Several add-ins have been created for use in data mining or business analytics courses taught using JMP Pro. Links to these add-ins on the are provided here. Use notes and background information for the add-ins are provided on the individual pages.


Random Seed Reset

Run this add-in to set the random seed to a specified value prior to creating a validation column or running an analysis.  Note:  the ability to set the random seed has been added to several platforms in JMP 13 Pro.


Stratified Data Partitioning (with balancing options) add-in

Split a dataset into train/validate/test partitions, with options for rebalancing the proportions in relation to a focal group. Useful, for example, in oversampling an event that is rare in the original data.


Alternate Cut-off Confusion Matrix Add-In

Specify a cut-off value or a range of values to generate a new confusion matrix for a binary response variable.  Note:  The Profit Matrix in JMP 13 Pro can also be used to change the cutoff for classification.


Interactive Binning (V2)

Create discrete groups from continuous data, with an option to manually edit the cutpoints of the bins.


Informative Missing Coding

Informative Missing is available in JMP Pro.
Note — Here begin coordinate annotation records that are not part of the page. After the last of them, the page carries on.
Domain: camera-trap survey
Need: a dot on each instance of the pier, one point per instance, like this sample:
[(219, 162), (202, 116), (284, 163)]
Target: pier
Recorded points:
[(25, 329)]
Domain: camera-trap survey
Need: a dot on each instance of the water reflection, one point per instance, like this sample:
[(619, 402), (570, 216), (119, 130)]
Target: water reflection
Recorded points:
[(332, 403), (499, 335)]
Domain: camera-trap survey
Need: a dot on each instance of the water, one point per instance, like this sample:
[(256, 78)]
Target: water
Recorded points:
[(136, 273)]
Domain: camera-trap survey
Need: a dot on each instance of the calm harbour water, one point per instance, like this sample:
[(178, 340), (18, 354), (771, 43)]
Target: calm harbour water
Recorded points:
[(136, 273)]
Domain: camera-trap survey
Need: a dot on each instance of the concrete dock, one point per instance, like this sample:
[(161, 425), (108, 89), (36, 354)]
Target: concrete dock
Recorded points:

This creates the informative missing columns in the data table.  Note:  Informative Missing is also a column property, and is an option in modeling platforms.


Make Indicator (Dummy) Variables

Make Indicator Columns is available in JMP Pro.  This creates 0/1 dummy coded variables for each level of the selected variable.  Note:  This option has been added as a column utility in JMP 12.


Create Time Series Validation Column

An add-in to partition a time series into Training and Validation sets.  The add-in creates a new column, "Validation".  Instructions for using this Validation column to manually validate a time series model are provided.